A Monte Cristo sandwich is an egg-dipped or batter-dipped ham and cheese sandwich that is pan or deep-fried, sometimes covered in powdered sugar.
The sandwich was a huge hit with Big Al.
When Big Al was finished eating, he let out a forceful loud belch, patted his belly like it was an oil drum, and pushed away from the table and said loudly, “Belly full, belly full”.
In Africa, when a host feeds you enough to make you satiated, it is polite to make such a huge announcement, with the monster burp being a verbal compliment.
Every head in the restaurant turned in silence to watch this huge black man finishing up the meal. Even the staff was stunned.
You could have heard a pin drop.
If my father could have crawled under the table and hid, he would have.
Dad was a great actor, so he maintained his composure, paid the bill and tip, then ushered all of us out to the car.

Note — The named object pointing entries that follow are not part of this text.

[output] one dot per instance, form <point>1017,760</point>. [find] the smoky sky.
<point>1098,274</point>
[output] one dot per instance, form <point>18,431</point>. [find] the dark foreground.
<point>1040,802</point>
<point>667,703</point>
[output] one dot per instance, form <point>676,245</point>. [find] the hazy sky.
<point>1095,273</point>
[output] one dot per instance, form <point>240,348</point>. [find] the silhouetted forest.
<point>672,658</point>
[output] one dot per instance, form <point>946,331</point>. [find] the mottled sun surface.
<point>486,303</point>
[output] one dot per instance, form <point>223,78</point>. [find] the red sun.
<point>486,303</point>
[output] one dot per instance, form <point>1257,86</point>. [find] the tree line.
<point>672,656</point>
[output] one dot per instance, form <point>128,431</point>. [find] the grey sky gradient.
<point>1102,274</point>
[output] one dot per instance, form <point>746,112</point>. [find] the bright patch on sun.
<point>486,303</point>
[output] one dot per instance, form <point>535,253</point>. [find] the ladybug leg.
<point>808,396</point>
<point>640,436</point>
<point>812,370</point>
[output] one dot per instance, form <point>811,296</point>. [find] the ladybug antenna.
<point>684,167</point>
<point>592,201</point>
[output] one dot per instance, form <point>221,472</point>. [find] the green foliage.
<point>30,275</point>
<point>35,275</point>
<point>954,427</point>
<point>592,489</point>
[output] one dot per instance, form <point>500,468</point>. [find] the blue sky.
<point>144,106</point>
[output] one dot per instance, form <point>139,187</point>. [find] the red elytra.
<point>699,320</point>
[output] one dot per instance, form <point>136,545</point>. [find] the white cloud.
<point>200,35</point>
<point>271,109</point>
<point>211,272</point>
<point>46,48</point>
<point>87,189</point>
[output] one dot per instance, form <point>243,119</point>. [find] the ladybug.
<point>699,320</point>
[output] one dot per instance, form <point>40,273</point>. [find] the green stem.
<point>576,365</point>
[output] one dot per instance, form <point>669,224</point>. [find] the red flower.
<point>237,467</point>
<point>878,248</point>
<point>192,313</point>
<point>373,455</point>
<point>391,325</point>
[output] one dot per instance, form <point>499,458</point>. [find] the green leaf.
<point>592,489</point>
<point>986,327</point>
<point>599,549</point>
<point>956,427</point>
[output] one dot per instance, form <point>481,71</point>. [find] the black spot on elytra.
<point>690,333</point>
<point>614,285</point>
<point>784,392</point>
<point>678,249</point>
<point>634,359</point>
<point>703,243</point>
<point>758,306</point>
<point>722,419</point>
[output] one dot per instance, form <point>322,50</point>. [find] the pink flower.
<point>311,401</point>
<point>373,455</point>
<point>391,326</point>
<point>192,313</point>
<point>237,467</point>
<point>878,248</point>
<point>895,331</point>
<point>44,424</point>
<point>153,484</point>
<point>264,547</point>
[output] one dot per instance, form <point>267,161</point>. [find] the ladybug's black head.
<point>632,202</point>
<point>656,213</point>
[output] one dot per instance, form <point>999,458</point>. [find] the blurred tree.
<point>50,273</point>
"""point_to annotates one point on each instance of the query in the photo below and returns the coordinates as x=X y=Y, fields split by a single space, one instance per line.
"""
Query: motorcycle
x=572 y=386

I bet those rich white people still tell that story today!
To me the best part was Big Al thumping his belly like a full rain barrel, echoing all the way back to the dishwasher station, thum, thum, thum.
My poor dad had to squirm and endure this emotional torture and move on with his friendship with an honest to goodness Nigerian prince.
This was not a scene from “Coming to America” with Eddie Murphy and Arsenio Hall.
This was much funnier.
Dad, you forgot money on the table
In about 1965, my father took the family out to a nice sit down meal in Frankfurt, Germany, where we were living at the time.
When the meal was over, my dad paid the bill and then discreetly left a tip for the waiter, and we proceeded to leave.
I was the last one to leave the table. Mistake.
I saw the tip money, grabbed it up, waved it in the air, running after him who was about halfway out the door.
In a loud voice, I declared, “Dad, you left money behind!”.
He had to quietly return to the table with me in tow, extracted the money from my hand and left the tip back on the table.
I was confused and alarmed.
Instead of having a long conversation in the middle of the restaurant, he instead drugged me by my arm to the car and proceeded to explain what a tip was. He was NOT nice about his choice of words, and his frustration increased his volume.
This was one of many hard lessons that I never learned, do not embarrass dad in public.
Dad, the ravioli is bad
In about 1970, my father took the family out to a delightful sit down meal in Rome, Italy.
We had just been stationed in Laos, a war zone no less, and now we were living in the beautiful European city of Rome. It was surreal.
At this pleasant Italian restaurant, the first word on the menu that I understood was ravioli, so I ordered it.
When my food was delivered to the table, I chowed down on the ravioli. I snuck a peek on the inside of this pasta and I saw green. I thought the meat filling had spoiled.
Furthermore, I yelled out in a sharp voice, “Dad, the ravioli is bad, it is green!”. His face turned flush with red and anger.
He tried to calmly and quickly explain that much pasta dished served in Italy were NOT meat filled, but in this case it was spinach.
The icy death stare I got said that if I valued my life, never blurt out a declaration in a restaurant again.
How quickly I forgot those lessons from Frankfurt.
I am sure he was thinking, I cannot take this kid anywhere.
The woes of a traveling Agency family.